I think coping with his loss has been one of the most difficult things I have faced. But now, when I train others in the techniques I learnt from him, I hope he is happy looking at me from wherever he is.
Traditionally posed as a game for people over a certain age, golf has become popular among the Gen Z demographic. What has caused this shift?
Golf has now become cooler. It’s always been a gentleman’s game, full of etiquette, but people are now discovering the class that the game comes with, and the room it allows you to socialise with others. The experience is intriguing and inviting; my vision is to unleash a fondness for the game in whoever I train.
Thailand is increasingly becoming a hub for all things golf, with top-rated courses for those who want to learn. What do you think?
There are two reasons responsible for this. First, the weather in Thailand is golf-friendly, unlike in Europe or the States, where you can only play in the summer months. Secondly, playing golf is much cheaper here in Thailand than in other countries like Japan.

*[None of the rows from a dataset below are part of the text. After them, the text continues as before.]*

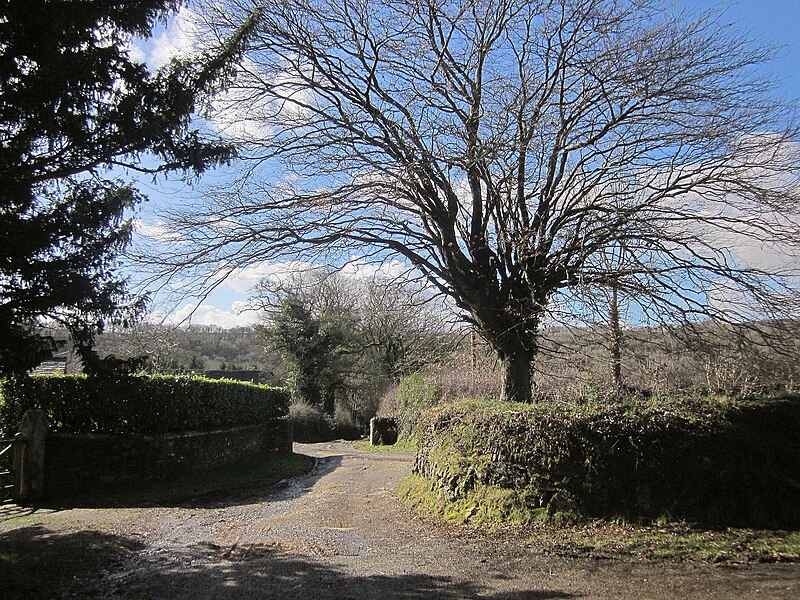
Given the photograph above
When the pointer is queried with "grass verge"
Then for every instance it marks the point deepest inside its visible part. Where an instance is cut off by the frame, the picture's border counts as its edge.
(561, 534)
(400, 446)
(229, 482)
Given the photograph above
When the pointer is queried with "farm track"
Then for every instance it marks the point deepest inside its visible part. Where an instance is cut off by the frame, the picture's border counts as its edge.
(338, 532)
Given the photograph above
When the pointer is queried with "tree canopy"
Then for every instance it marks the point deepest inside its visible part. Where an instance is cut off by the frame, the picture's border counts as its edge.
(75, 103)
(509, 150)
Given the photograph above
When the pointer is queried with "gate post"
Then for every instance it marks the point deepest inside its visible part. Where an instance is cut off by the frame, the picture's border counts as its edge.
(29, 456)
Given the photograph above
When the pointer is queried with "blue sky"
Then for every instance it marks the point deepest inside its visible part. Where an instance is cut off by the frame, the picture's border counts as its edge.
(771, 21)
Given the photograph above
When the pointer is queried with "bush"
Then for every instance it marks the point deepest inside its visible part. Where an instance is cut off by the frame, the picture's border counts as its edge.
(719, 463)
(414, 395)
(311, 424)
(148, 405)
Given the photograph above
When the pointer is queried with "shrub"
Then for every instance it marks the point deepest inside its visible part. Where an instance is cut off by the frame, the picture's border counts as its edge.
(719, 463)
(414, 395)
(147, 405)
(310, 423)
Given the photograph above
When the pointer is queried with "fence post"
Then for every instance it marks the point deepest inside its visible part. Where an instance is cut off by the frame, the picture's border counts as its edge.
(29, 456)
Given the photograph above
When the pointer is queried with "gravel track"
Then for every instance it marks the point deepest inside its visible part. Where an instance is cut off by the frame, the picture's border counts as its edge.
(338, 532)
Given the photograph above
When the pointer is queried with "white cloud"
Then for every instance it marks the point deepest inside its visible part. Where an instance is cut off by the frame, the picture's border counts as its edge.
(242, 280)
(157, 231)
(180, 39)
(237, 315)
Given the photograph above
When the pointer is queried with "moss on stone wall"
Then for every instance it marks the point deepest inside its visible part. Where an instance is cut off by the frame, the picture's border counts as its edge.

Finally, what are some of the strengths that one must develop to better one’s game? What is the one piece of advice that you would like to give aspiring golfers?
Patience is crucial in any sport. No one can become great at a game in one day. So, you’ve got to keep at it. As for advice, I think it helps if you develop goldfish memory about your performance. You don’t have to get bogged down by a bad shot or too excited about a great one. Focus on the shot at hand without being nervous or arrogant. This applies to golf, and to life!